- Country: United States
- Language: English
- Genre: Young adult fiction

Publication
- Published in: Calling All Girls
- Publication type: Magazine
- Publication date: 1949

= Poor Daddy =

"Poor Daddy" is a short story by American writer Robert A. Heinlein.

Unlike his usual output, it is not science fiction, but is intended as a modern story for young girls. It was printed in the magazine Calling All Girls in 1949, and reprinted in the posthumous collection Requiem.

The story is similar in style and tone to Heinlein's better-known story "The Menace from Earth".

==Plot summary==
Maureen, or "Puddin'", a strong-willed, intelligent teenage girl, observes the interplay between her parents over the mother's new-found enthusiasm for ice dancing. Maureen's father is an unworldly university professor, while her mother is a practical polymath who, amongst other accomplishments, designed and built the family home.

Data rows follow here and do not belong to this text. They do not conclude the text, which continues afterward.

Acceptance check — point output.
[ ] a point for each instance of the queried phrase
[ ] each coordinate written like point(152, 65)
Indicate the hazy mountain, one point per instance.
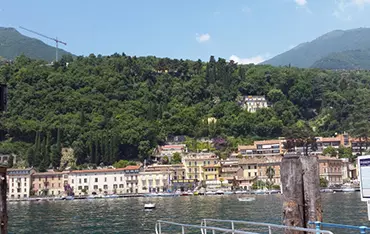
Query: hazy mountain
point(305, 55)
point(349, 60)
point(13, 44)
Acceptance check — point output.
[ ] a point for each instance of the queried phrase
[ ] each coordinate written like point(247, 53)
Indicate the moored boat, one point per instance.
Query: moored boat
point(149, 206)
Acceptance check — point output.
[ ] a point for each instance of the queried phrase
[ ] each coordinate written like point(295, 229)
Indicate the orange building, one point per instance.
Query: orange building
point(49, 183)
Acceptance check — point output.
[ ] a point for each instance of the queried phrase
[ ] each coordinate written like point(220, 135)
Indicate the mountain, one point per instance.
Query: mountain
point(13, 44)
point(348, 60)
point(305, 55)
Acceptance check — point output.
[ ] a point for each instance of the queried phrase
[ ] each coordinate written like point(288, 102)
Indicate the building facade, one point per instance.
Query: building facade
point(194, 163)
point(254, 103)
point(19, 183)
point(49, 183)
point(105, 181)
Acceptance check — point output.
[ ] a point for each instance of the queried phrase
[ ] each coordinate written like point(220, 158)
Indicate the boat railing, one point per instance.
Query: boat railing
point(159, 226)
point(319, 225)
point(268, 226)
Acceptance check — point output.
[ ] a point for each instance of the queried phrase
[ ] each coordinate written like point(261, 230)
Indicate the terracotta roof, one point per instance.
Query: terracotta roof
point(50, 173)
point(107, 170)
point(19, 169)
point(172, 146)
point(98, 170)
point(211, 166)
point(328, 139)
point(136, 167)
point(245, 161)
point(321, 157)
point(246, 147)
point(266, 142)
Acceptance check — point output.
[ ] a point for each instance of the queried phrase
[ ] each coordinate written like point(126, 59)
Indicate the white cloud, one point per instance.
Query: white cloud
point(255, 60)
point(202, 37)
point(344, 9)
point(301, 2)
point(360, 2)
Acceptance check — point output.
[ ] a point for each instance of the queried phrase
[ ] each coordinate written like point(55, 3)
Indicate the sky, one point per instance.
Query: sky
point(246, 31)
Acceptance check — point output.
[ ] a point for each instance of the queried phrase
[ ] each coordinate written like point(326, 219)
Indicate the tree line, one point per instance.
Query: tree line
point(119, 107)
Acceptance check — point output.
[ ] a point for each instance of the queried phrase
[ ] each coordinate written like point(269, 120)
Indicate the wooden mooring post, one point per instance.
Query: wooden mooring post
point(301, 191)
point(3, 205)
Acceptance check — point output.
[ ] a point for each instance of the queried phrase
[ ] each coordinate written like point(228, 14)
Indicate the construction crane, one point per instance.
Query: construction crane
point(50, 38)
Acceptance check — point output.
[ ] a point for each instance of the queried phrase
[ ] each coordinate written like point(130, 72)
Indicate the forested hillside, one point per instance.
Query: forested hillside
point(13, 44)
point(121, 107)
point(306, 54)
point(347, 60)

Maureen's father goes on a fishing trip. On his return, he announces that ice dancing is a simple matter of applied physics, and that anybody can do it. A competent skater herself, Maureen watches in horror as he puts on skates and ventures out on the ice with a partner. As he approaches the critical first turn, she prepares herself, as she puts it, to "identify the body". However, her father negotiates the hazard and finishes the dance, not without a few wobbles.

Later, Maureen announces to her father that she has solved the puzzle. His "fishing trip" was really a crash course in ice dancing. He could not stand to see his wife dancing with other, younger men, but was too proud to learn at home. Maureen indicates that she could, given sufficient motivation, keep the secret to herself. A pair of famous-name skates is her price for silence.